Lack of protease inhibitor resistance following treatment failure — too good to be true?

John A. Bartlett, MD

Department of Medicine and the Duke Global Health Institute, Duke University Medical Center, Durham, North Carolina, USA.

Address correspondence to: John A. Bartlett, Department of Medicine and the Duke Global Health Institute, Box 3238, Duke University Medical Center, Durham, North Carolina 27710, USA. Phone: 919.681.8043; Fax: 919.681.7748; E-mail: jab5@duke.edu.

First published August 27, 2013

A 29-year-old man with recently diagnosed HIV infection and a CD4 cell count of 225/mm3 began treatment with atazanavir (300 mg), ritonavir (100 mg), emtricitabine (200 mg), and tenofovir (300 mg) daily. For 18 months, he was treatment adherent and his plasma HIV RNA level was below the limit of detection. He then began a relationship with a new partner, who introduced him to methamphetamines. His medication adherence became erratic, and he missed appointments in clinic. Eventually. he was hospitalized for rehabilitation, and he resumed taking his medications on schedule. Following his discharge, he was found to have a plasma HIV RNA level of 11,400 copies/ml. Genotypic resistance testing revealed only an M184V mutation associated with emtricitabine resistance. A decision regarding his next treatment regimen needs to be made.

See the related article beginning on page 3848.

Current therapy

The clinical dilemma posed by this patient is commonly encountered by clinicians treating HIV-infected patients. This patient has clearly failed his treatment regimen, but genotypic resistance tests have failed to provide much guidance in choosing the next regimen.

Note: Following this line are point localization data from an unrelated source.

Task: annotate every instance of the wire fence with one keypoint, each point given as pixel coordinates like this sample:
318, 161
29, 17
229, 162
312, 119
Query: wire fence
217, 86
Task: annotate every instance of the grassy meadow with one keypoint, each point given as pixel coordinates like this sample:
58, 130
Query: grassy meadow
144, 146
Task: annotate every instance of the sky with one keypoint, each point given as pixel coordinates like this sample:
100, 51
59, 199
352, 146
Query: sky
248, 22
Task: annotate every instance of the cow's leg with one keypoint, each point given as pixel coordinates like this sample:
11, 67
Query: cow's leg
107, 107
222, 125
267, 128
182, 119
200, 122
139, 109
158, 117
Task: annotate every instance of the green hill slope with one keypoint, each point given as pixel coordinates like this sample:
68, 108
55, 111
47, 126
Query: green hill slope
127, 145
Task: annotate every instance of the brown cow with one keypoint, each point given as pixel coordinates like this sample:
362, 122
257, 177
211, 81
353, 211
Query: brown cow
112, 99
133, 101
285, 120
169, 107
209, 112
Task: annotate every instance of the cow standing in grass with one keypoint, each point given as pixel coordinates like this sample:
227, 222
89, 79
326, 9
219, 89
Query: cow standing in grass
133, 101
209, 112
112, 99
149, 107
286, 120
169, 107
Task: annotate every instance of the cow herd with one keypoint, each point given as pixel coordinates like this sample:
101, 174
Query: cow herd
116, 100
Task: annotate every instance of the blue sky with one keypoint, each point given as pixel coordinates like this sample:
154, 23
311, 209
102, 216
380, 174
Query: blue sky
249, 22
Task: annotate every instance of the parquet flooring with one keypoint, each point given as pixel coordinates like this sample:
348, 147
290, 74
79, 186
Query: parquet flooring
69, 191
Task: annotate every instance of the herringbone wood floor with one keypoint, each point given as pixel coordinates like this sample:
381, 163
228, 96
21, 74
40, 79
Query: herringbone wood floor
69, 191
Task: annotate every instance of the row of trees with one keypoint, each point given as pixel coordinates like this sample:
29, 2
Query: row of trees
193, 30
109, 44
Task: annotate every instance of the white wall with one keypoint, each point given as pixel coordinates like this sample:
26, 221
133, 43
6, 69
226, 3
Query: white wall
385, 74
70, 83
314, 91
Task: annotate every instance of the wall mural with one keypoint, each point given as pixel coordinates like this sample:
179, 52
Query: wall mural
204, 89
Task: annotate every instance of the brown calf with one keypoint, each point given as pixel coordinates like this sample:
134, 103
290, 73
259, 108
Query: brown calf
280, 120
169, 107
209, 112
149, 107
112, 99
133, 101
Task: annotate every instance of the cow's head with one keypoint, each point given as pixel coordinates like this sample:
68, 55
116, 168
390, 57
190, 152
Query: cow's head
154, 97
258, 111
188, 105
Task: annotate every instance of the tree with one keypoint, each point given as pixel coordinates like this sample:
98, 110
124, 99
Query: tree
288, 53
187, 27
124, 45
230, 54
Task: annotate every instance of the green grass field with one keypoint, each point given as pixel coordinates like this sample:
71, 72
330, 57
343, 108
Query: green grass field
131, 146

Protease inhibitors (PI) represent valuable tools in the armamentarium of clinicians treating HIV-infected persons. Clinical trials in both treatment-naive and treatment-experienced subjects have demonstrated outstanding PI activity, and regimens containing PI may be recommended for use across these different patient populations (1). Indeed, two of the four recommended regimens for the initial treatment of HIV infections include PI (atazanavir and darunavir) (1).

Knowledge gap

Challenges for the PI class have included the need for pharmacologic boosting with some members of the class, especially if patients are more heavily treatment experienced and most notably if they are PI experienced (1). Numerous studies of patients who fail PI have not identified mutations in the protease gene associated with resistance (25). In a systematic review of failure of first-line antiretroviral therapy, persons failing PI-containing regimens had the least accumulation of drug resistance mutations, both within the protease gene and, to a lesser extent, in the reverse transcriptase gene (6). This conundrum has baffled investigators for many years and defies the evolutionary logic that virologic failure should be accompanied by mutations in the drug target. From a clinical perspective, the apparent lack of resistance complicates the choice of a PI in future combination regimens.

Research advances

The observations of Rabi et al. shed new light on the inhibition of the HIV life cycle and alternative mechanisms of resistance to PIs (7). First, the authors have utilized a series of clever experiments to identify the inhibitory effect of PIs on several steps in the life cycle, including virus entry, reverse transcription, and posttranscription events. Previous descriptions of PI activity have identified inhibition of the proteolytic cleavage of precursor proteins, a relatively late step in the HIV life cycle, as the mechanism for their antiretroviral effect. Second, in nine subjects who failed PI-containing regimens with no detectable mutations in their protease genes in genotypic assays, they have identified env mutations with additional sequencing. Given that commercially available genotypic resistance assays do not sequence and report env genes, clinicians may be falsely assured that PI resistance has not occurred.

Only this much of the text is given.